The types of Insulin are available for managing diabetes are:

The Rapid Acting Insulin is used as bolus (given before each meal). Its’ action starts in 5-15 minutes, peaks in 30-60 minutes, and is over in 2-4 hours.

Short acting insulin (also known as ‘regular’ or ‘plain’ insulin) starts acting in 30 minutes, peaks at 2-3 hours, and lasts for 5-6 hours.

Intermediate acting insulin is a cloudy looking liquid, since insulin is in suspension: it starts in 2-4 hours, peaks at 4-8 hours, and lasts for 10 to 18 hours.

Long acting insulin has a relatively peak-less action profile, lasting for about 12-24 hours. This is use to provide the basal needs of the body.

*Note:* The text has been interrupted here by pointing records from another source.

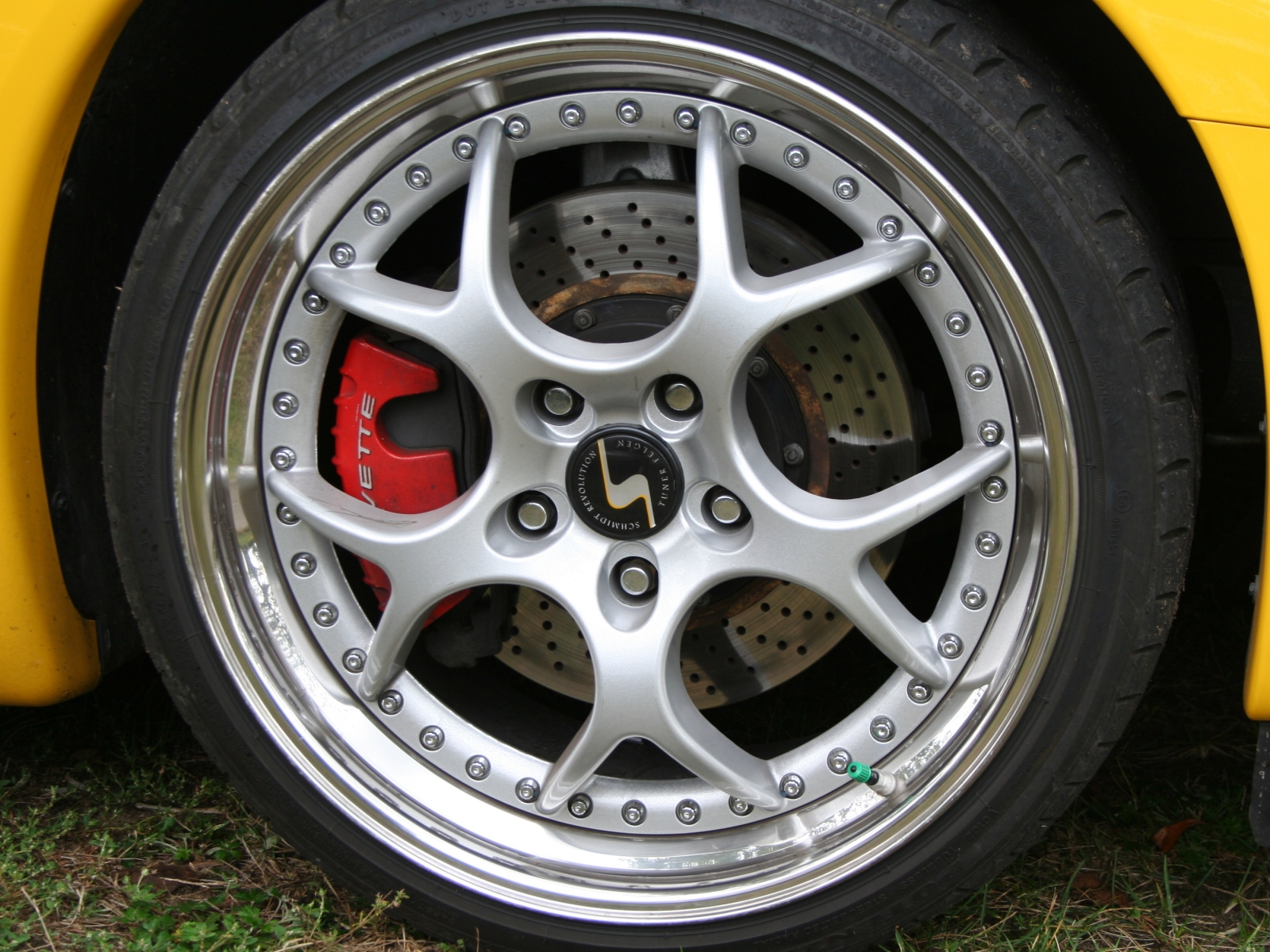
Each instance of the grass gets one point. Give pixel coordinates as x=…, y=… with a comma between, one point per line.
x=117, y=833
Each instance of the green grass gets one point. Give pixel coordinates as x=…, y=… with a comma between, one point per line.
x=117, y=833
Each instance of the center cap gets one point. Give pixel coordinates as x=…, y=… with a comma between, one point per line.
x=625, y=482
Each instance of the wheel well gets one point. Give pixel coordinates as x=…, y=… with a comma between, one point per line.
x=175, y=60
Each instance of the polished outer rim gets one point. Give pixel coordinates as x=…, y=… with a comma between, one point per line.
x=306, y=708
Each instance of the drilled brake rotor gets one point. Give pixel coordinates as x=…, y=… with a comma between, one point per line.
x=586, y=251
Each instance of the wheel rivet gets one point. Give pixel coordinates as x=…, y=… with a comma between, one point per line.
x=882, y=729
x=687, y=812
x=973, y=597
x=679, y=397
x=296, y=352
x=527, y=790
x=558, y=401
x=516, y=129
x=918, y=692
x=797, y=156
x=418, y=177
x=637, y=578
x=378, y=213
x=743, y=133
x=630, y=112
x=727, y=509
x=342, y=255
x=958, y=324
x=740, y=806
x=846, y=188
x=633, y=810
x=994, y=489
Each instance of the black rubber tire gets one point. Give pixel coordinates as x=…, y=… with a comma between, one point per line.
x=1007, y=133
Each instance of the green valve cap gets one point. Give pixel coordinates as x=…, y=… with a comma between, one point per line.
x=859, y=772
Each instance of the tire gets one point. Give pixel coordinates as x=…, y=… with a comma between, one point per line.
x=1016, y=282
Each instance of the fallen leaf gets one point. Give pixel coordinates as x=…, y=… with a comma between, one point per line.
x=1166, y=838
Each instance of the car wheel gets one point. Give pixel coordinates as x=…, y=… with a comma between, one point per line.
x=652, y=476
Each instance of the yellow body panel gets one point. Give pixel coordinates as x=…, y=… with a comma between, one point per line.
x=50, y=57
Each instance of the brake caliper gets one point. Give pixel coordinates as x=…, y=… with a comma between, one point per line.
x=372, y=466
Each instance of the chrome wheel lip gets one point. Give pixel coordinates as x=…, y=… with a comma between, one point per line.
x=221, y=528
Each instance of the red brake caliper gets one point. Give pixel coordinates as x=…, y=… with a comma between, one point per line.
x=372, y=466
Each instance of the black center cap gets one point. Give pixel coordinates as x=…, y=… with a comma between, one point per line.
x=625, y=482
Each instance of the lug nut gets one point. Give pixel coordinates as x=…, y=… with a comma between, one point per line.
x=296, y=352
x=527, y=790
x=630, y=112
x=637, y=578
x=740, y=806
x=633, y=810
x=687, y=812
x=978, y=376
x=994, y=489
x=743, y=133
x=973, y=597
x=846, y=188
x=418, y=177
x=378, y=213
x=286, y=404
x=516, y=129
x=918, y=692
x=882, y=729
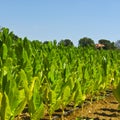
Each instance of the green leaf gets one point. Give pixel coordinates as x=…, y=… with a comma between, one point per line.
x=5, y=108
x=39, y=113
x=4, y=51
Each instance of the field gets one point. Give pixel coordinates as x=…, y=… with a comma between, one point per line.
x=37, y=79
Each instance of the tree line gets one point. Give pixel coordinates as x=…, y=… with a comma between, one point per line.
x=83, y=42
x=88, y=42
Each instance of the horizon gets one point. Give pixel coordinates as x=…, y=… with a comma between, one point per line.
x=58, y=20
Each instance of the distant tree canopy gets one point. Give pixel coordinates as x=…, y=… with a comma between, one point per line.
x=66, y=42
x=107, y=43
x=86, y=42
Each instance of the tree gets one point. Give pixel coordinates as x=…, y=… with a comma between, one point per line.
x=66, y=42
x=86, y=42
x=108, y=44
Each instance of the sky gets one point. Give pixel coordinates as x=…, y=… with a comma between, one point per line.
x=48, y=20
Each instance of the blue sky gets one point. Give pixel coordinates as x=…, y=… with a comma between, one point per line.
x=61, y=19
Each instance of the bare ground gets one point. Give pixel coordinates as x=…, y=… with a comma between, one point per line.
x=103, y=109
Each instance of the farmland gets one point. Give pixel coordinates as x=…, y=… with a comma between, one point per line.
x=45, y=77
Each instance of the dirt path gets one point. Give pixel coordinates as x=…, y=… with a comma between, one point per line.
x=105, y=109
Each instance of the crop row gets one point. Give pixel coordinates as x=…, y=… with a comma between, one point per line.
x=46, y=77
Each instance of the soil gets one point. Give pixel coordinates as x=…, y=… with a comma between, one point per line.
x=103, y=109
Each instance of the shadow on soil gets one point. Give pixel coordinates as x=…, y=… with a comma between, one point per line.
x=112, y=112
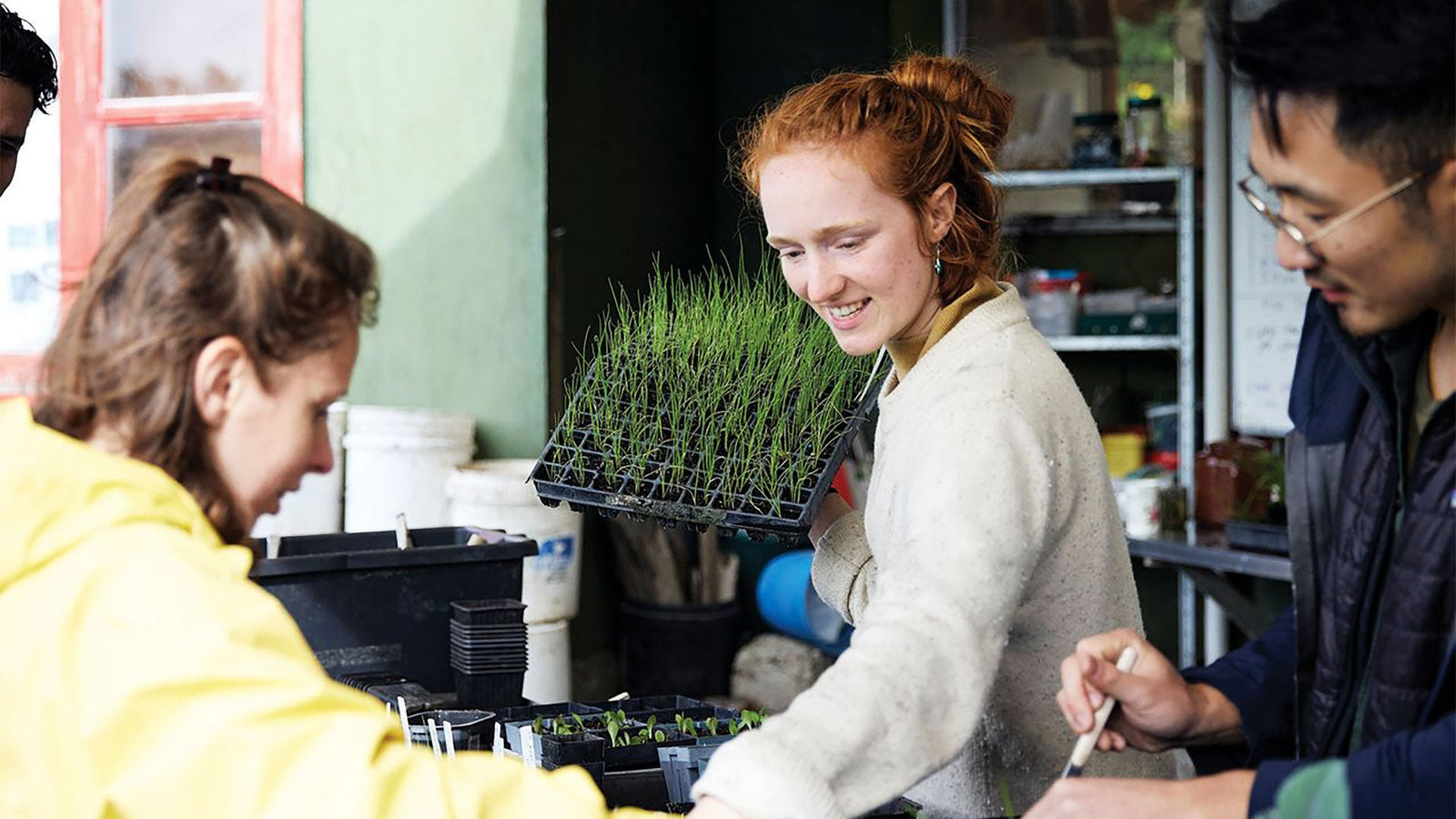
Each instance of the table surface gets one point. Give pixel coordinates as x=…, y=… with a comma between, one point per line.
x=1213, y=552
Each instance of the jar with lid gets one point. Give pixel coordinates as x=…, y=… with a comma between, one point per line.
x=1096, y=142
x=1145, y=143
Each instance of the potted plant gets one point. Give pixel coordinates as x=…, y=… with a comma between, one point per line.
x=715, y=401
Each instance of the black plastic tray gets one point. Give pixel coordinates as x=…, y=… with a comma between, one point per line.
x=1259, y=537
x=728, y=513
x=366, y=605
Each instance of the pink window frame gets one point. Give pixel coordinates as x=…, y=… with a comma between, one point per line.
x=85, y=114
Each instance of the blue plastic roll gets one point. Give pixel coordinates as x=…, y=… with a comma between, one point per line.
x=786, y=599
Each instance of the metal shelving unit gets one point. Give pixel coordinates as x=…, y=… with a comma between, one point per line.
x=1111, y=343
x=1183, y=344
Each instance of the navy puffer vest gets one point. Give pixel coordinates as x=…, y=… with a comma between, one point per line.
x=1388, y=579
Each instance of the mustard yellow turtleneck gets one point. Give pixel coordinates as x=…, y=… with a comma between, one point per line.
x=906, y=351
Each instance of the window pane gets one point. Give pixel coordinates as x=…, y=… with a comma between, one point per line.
x=128, y=146
x=167, y=48
x=29, y=222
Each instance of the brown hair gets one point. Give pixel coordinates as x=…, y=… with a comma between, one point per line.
x=181, y=264
x=926, y=121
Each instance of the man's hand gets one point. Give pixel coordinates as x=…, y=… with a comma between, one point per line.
x=1157, y=709
x=830, y=511
x=710, y=807
x=1225, y=796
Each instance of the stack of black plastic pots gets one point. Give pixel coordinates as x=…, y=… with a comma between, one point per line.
x=488, y=652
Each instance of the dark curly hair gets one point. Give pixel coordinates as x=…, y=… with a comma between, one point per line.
x=1390, y=69
x=26, y=58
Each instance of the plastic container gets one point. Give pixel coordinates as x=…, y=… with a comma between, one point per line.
x=1125, y=450
x=1096, y=142
x=1053, y=312
x=677, y=649
x=548, y=669
x=1145, y=143
x=470, y=729
x=786, y=601
x=1162, y=435
x=366, y=605
x=499, y=494
x=317, y=508
x=398, y=460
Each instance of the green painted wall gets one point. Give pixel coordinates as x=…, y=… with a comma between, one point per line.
x=426, y=133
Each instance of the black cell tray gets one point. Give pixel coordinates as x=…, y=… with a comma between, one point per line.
x=366, y=605
x=728, y=513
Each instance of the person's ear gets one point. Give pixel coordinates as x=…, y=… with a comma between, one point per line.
x=939, y=210
x=1443, y=194
x=218, y=375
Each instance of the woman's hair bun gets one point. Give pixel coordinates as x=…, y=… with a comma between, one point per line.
x=961, y=86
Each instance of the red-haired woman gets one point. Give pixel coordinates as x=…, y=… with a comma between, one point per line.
x=989, y=540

The amount and frequency of dosage is determined by the frequency of meals and the BG level. The child and family must learn how to monitor BG, how to load and inject insulin, and how to decide the dose of insulin. The doctor guides the family how to regulate the insulin doses based on the BG reading, the type and quantity of the meal to be taken, and the activity levels. Insulin can be taken by a syringe, a smaller convenient pen device, or by continuous subcutaneous insulin infusion (CSII) through a portable pump.

Precautions

  • 1Insulin being a peptide, gets spoilt at temperatures below 2°C or above 25°C. Insulin should be kept in a cool environment, and never left in a vehicle or in the hold baggage of an aircraft.
  • 3Excessive sweets and oily food are harmful: not just the BG but also the blood pressure, and blood cholesterol levels increase with such foods.
  • 2Predictable eating habits and activity levels make it easier to manage the BG well.
  • 4Fasting, e.g. during Ramzan and Navratri should be avoided by persons with T1D, as hypoglycemia can lead to coma, and even death.
  • 5To avoid coma caused by hypoglycemia, persons with T1D should always carry an identity card and some sugar/ sweet candies in their pockets.